Benjamin Netanyahu deve ter imaginado que se manteria como o homem forte da coalizão governamental e seria capaz de neutralizar a ala radical, ortodoxa e fascista. Mas o que aconteceu foi exatamente o inverso, tornou-se refém dos extremistas, tendo que enfrentar a sociedade israelense e os judeus da Diáspora, em imensas manifestações de protesto. Hoje, aparentemente perdido, tenta usar de sua experiência internacional para ganhar tempo e evitar o pior (para ele): a perda do poder e o risco de terminar os seus dias na cadeia. Foi bater na porta de Joe Biden, recebeu um sabão do ocupante da Casa Branca.
Parece que o senso político, que foi durante muito tempo seu principal trunfo, desapareceu.
Bibi, como é conhecido, brincou com fogo e se queimou. A última brasa, que incendiou o país, foi a demissão do ministro da Defesa, Yoav Galant, dia 26 de março. Galant, membro do Likud, partido do primeiro-ministro, teve a ousadia da clarividência, ao pedir, após semanas de contestação, a suspensão da polêmica reforma do Judiciário, que decretaria o fim da única democracia do Oriente Médio.
No dia seguinte, pressionado como nunca, o chefe do governo não teve saída, senão resignar-se; declarou uma pausa, sem contudo abandonar o projeto de lei, que voltará a ser votado após as festas católica, muçulmana e judaica.

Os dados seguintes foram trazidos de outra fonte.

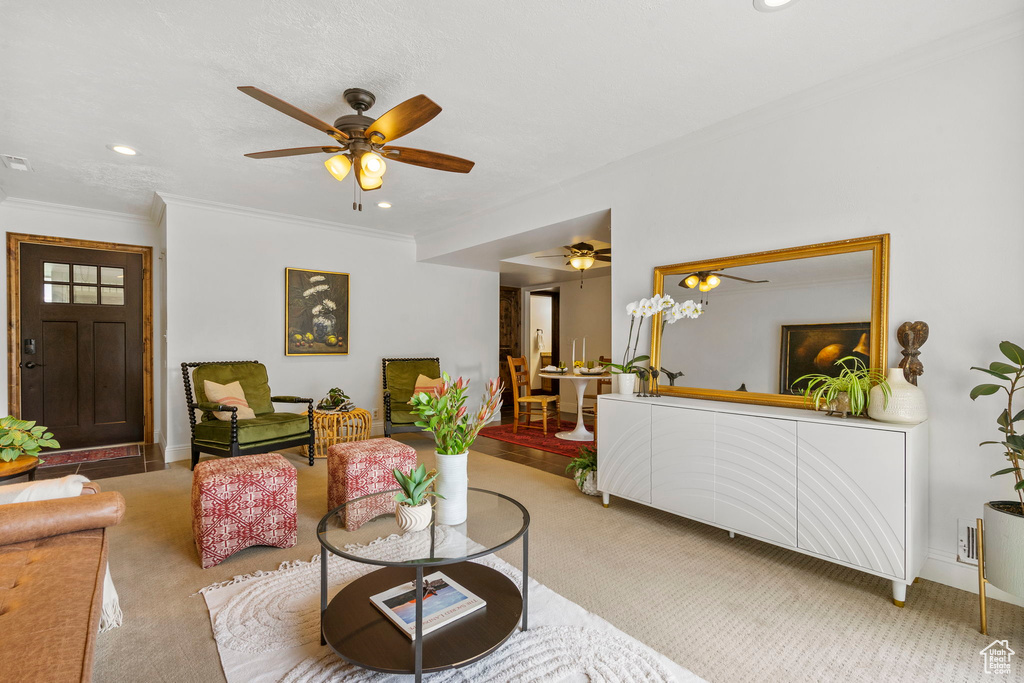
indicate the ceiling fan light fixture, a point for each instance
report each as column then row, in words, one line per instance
column 373, row 165
column 582, row 262
column 339, row 166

Ou seja, dentro de aproximadamente um mês. Pelo menos é o que ele espera.
O recuo estratégico foi amplamente considerado insuficiente, tanto em Israel como no resto do mundo e, sobretudo, nos Estados Unidos. Ao falar com jornalistas , Biden foi mais direto que de hábito, disse que esperava que o governo israelense abandonasse a reforma judicial.
“Como muitos dos grandes apoiadores de Israel, estou muito preocupado. Eles não podem seguir por esse caminho. Deixei isso claro de certa maneira. Tenho esperança de que o primeiro-ministro vá agir de modo a alcançar um verdadeiro consenso. Veremos”, disse o democrata.

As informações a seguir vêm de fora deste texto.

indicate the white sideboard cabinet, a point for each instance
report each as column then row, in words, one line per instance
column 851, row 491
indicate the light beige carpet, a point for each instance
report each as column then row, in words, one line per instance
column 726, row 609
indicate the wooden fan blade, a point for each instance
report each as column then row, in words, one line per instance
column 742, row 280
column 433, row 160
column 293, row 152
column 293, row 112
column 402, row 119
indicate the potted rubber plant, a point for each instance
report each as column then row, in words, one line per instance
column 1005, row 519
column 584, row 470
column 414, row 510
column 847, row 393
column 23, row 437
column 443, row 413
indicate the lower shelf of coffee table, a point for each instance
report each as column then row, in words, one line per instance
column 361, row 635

Benjamin Netanyahu está na berlinda; não pode contar nem sequer com a sua experiência internacional. As relações com os Estados Unidos raramente estiveram tão ruins. Biden está com Bibi atravessado na garanta desde o tempo em que era vice-presidente e que o então chefe do Likud fez campanha pela reeleição de Donald Trump.
Normalmente, a reforma judicial seria discutida em Washington, num tête-à-tête entre Netanyahu e Biden, salvo que o presidente dos Estados Unidos se nega a convidar o primeiro-ministro.
Neste meio tempo, a questão palestina, que estava no ponto morto desde a retirada das tropas israelenses da Faixa de Gaza, por determinação de Ariel Sharon, foi desenterrada e voltou ao debate. O que pode significar o renascimento da esperança de retomada das negociações e da esquerda israelense.
Inicialmente, quando começou a se manifestar contra a reforma judicial, a população de Israel refutou qualquer relação com os direitos do povo palestino. Mas como assinala o jornal Le Monde, em editorial, ela acabou se impondo, pois “a salvaguarda de seus direitos pertence ao mesmo imperativo moral que a preservação dos direitos dos israelenses.”
Nunca Israel teve um governo tão à direita. O ministro das Finanças, Bezalel Smotrich, reconhecidamente um supremacista judeu, justificou uma operação punitiva de colonos extremistas israelenses contra um vilarejo palestino e chegou a negar a existência de um povo palestino.
A cada dia que passa a situação complica mais e mais, colocando em xeque a sobrevivência política de Netanyahu. O recente reatamento de relações entre a Arábia Saudita e o Irã, sob os auspícios de Pequim, foi um golpe severo à pretensão do governo de Israel de isolar Teerã. Os fatos deram razão aos seus adversários. Após os acordos de Abraham, graças aos quais Israel, Bahrein e os Emirados Árabes normalizaram suas relações, a aproximação dos gigantes xiita e sunita marginaliza o Estado hebreu e reduz Bibi ao papel de mero figurante.
Está claro que a longevidade excessiva de Netanyahu se voltou contra ele. Poucos são aqueles que ainda apostam 1 Shekel na capacidade deste governo de suplantar a crise que ele próprio provocou. A máscara caiu. Agora, a melhor coisa que pode acontecer para Israel, para os palestinos, para a democracia, a paz e o entendimento regional é a renúncia imediata de Bibi e sua gangue, que a bem da verdade só merecem repulsa, abominação e ostracismo. É a condição sine qua non para que esse capítulo da extrema direita seja enterrado…para sempre.